"No, no," replied Bidiane, hastily. "He wants to marry me."
"That's what I thought," said Claudine, soberly. "I can't tell you what love is. You can't talk it. I guess he'll teach you if you give him a chance. He's a good man, Bidiane. You'd better take him—it's an opening for you, too. He'll get on out in the world."
Bidiane laid her head back on her pillow, and slipped again into a hazy, dreamy condition of mind, in which the ever recurring subject of meditation was the one of the proper experience and manifestation of love between men and the women they adore.
"I don't love him, yet what makes me so cross when he looks at another woman, even my beloved Rose?" she murmured; and with this puzzling question bravely to the fore she fell asleep.
[CHAPTER XIII.]
CHARLITTE COMES BACK.
"From dawn to gloaming, and from dark to dawn,
Dreams the unvoiced, declining Michaelmas.

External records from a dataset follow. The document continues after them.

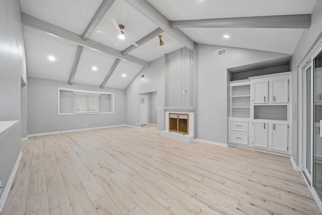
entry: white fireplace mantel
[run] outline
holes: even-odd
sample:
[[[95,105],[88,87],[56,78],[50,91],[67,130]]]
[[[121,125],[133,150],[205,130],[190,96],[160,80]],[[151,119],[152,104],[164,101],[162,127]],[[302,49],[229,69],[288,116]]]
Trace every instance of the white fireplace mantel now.
[[[193,111],[193,107],[165,107],[165,110],[175,110],[181,111]]]

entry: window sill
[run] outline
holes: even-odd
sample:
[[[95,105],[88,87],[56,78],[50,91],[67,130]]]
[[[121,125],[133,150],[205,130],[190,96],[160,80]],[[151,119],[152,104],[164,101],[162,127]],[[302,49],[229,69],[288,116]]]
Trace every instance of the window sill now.
[[[65,115],[92,115],[92,114],[114,114],[114,112],[103,112],[103,113],[58,113],[58,116],[65,116]]]

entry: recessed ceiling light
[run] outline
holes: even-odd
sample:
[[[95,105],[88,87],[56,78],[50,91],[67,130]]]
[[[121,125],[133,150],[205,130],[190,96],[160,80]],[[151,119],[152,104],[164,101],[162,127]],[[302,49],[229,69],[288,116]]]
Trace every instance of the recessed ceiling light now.
[[[55,57],[52,55],[48,56],[48,59],[51,61],[54,61],[56,60]]]
[[[119,38],[121,39],[121,40],[124,40],[124,39],[125,39],[125,36],[123,34],[119,34]]]

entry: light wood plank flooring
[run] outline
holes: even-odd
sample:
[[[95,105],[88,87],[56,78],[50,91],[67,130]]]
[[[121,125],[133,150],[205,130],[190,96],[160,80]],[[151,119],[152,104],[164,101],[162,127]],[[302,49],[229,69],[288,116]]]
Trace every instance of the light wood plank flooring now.
[[[154,126],[29,137],[1,215],[320,214],[289,158]]]

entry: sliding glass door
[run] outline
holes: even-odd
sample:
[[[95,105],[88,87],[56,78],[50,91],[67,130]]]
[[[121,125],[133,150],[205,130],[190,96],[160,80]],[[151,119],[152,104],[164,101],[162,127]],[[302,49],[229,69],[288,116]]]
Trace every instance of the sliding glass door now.
[[[313,187],[322,199],[322,51],[313,59]]]
[[[302,109],[303,132],[302,139],[302,171],[309,184],[311,184],[311,64],[305,67],[302,74]],[[306,114],[305,114],[306,113]]]

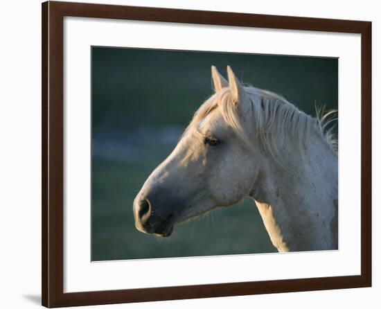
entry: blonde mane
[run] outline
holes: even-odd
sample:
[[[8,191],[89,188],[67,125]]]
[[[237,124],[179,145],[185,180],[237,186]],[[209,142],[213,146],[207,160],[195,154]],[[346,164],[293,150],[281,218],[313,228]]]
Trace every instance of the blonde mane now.
[[[332,132],[334,127],[327,130],[328,125],[337,120],[335,118],[336,111],[326,112],[324,108],[317,109],[316,118],[312,118],[273,92],[253,87],[245,87],[245,91],[251,104],[245,116],[251,114],[249,116],[255,124],[255,134],[263,148],[272,156],[279,156],[278,142],[285,140],[293,143],[303,155],[305,141],[313,129],[321,134],[331,150],[337,154],[337,141]],[[226,124],[233,129],[240,140],[248,148],[254,150],[248,132],[241,125],[237,104],[233,102],[228,87],[216,92],[200,106],[183,136],[196,137],[199,135],[199,123],[217,108]]]

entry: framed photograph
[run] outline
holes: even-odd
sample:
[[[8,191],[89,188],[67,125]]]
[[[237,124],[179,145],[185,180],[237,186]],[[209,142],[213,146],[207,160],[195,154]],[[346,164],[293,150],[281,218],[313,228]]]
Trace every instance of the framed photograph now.
[[[42,3],[42,305],[371,285],[370,21]]]

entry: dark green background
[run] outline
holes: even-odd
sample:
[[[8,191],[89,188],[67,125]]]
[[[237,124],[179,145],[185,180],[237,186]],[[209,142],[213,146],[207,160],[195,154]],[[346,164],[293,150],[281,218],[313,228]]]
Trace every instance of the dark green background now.
[[[93,261],[275,252],[254,202],[218,209],[158,238],[135,229],[132,202],[211,94],[211,66],[314,116],[337,108],[336,58],[92,47]]]

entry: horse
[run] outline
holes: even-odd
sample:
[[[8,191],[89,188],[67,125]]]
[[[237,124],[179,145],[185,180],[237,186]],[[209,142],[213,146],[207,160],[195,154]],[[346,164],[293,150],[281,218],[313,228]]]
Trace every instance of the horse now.
[[[136,228],[168,237],[176,224],[248,196],[278,251],[337,249],[333,112],[312,117],[241,84],[229,66],[228,80],[211,73],[213,94],[134,201]]]

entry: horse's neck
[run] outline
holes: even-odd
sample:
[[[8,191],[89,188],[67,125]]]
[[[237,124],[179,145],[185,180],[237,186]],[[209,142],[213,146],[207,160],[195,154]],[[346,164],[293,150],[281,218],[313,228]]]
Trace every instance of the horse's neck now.
[[[304,162],[269,163],[251,194],[279,251],[337,249],[337,158],[317,132],[308,143]]]

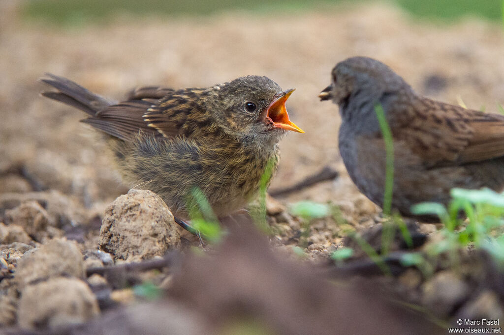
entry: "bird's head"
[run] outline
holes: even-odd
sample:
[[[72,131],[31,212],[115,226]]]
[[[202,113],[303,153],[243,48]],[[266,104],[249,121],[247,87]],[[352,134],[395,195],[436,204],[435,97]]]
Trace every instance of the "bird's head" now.
[[[372,107],[382,102],[385,95],[396,94],[411,88],[388,66],[367,57],[353,57],[336,64],[331,72],[331,83],[319,95],[321,101],[332,100],[345,116],[352,101],[353,110]],[[359,107],[360,106],[360,107]],[[372,110],[372,109],[369,110]]]
[[[278,141],[288,130],[304,132],[289,118],[285,103],[294,89],[282,91],[265,76],[247,75],[216,87],[216,121],[229,134],[252,141]]]

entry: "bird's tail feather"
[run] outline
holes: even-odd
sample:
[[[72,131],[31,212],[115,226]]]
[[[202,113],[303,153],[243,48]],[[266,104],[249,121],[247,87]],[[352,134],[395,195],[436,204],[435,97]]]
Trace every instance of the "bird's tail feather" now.
[[[105,107],[117,103],[116,101],[95,94],[63,77],[46,73],[45,76],[38,80],[57,90],[57,91],[42,92],[41,95],[75,107],[91,116],[94,116]]]

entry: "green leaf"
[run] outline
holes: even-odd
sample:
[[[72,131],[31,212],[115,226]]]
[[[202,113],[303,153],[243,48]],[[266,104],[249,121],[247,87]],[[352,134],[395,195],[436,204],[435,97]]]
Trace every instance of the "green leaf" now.
[[[411,213],[415,215],[437,215],[439,218],[448,215],[446,208],[437,202],[422,202],[411,206]]]
[[[401,264],[405,267],[419,265],[425,261],[423,256],[418,253],[405,254],[401,257]]]
[[[351,248],[340,248],[335,250],[331,255],[331,259],[339,262],[350,258],[353,255],[353,249]]]
[[[328,216],[331,214],[330,209],[327,205],[305,200],[291,205],[289,212],[293,215],[309,219]]]
[[[385,142],[385,185],[384,194],[383,213],[390,215],[392,208],[392,191],[394,189],[394,141],[392,132],[387,122],[385,113],[381,105],[374,106],[374,112],[378,118],[383,139]]]
[[[304,250],[302,248],[297,246],[292,247],[292,250],[294,251],[294,253],[297,255],[298,256],[301,257],[306,257],[306,254],[304,253]]]
[[[490,189],[465,190],[455,188],[452,189],[451,194],[455,199],[463,199],[473,204],[484,203],[504,208],[504,195]]]
[[[139,296],[153,300],[161,297],[163,290],[152,283],[147,282],[134,286],[133,293]]]

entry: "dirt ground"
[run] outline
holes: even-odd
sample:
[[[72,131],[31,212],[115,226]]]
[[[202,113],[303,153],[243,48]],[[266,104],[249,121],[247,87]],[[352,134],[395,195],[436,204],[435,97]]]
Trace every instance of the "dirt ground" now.
[[[290,134],[282,142],[281,162],[271,189],[332,166],[339,173],[334,180],[277,200],[284,206],[301,200],[339,205],[344,218],[358,229],[374,225],[380,211],[357,191],[345,170],[338,151],[337,107],[317,97],[337,62],[368,56],[430,98],[454,104],[461,99],[468,108],[487,111],[496,112],[497,104],[504,103],[502,27],[471,18],[434,24],[395,7],[368,4],[324,13],[121,17],[105,25],[61,28],[24,22],[16,6],[6,3],[0,4],[0,221],[17,217],[8,211],[26,200],[43,198],[65,207],[59,212],[44,209],[47,222],[40,224],[52,227],[46,232],[41,228],[30,233],[25,227],[29,236],[18,232],[0,244],[40,247],[52,237],[71,239],[79,230],[65,227],[85,226],[78,232],[77,247],[97,249],[106,208],[128,190],[110,168],[93,131],[78,122],[83,115],[39,97],[46,88],[36,79],[44,72],[117,99],[136,86],[207,87],[253,74],[266,75],[284,89],[295,88],[287,109],[306,133]],[[43,194],[36,194],[39,191]],[[29,210],[43,212],[36,203],[29,206]],[[331,219],[318,222],[308,237],[316,247],[305,251],[328,255],[341,243],[340,230]],[[292,230],[279,233],[280,244],[296,244]],[[12,245],[2,250],[8,249],[18,250]],[[82,269],[72,271],[83,277]],[[86,306],[86,317],[98,313],[96,306]],[[18,318],[29,324],[28,316]],[[10,320],[4,321],[8,325],[16,322],[15,316],[5,319]]]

O'er all the orchards where a summer was
The noon is full of peace, and loiters on.
The branches stir not as the light airs run
All day; their stretching shadows slowly pass
Through the curled surface of the faded grass,
Telling the hours of the cloudless sun."
J. F. H.
The last golden days of summer had come, and the Acadien farmers were rejoicing in a bountiful harvest. Day by day huge wagons, heaped high with grain, were driven to the threshing-mills, and day by day the stores of vegetables and fruit laid in for the winter were increased in barn and store-house.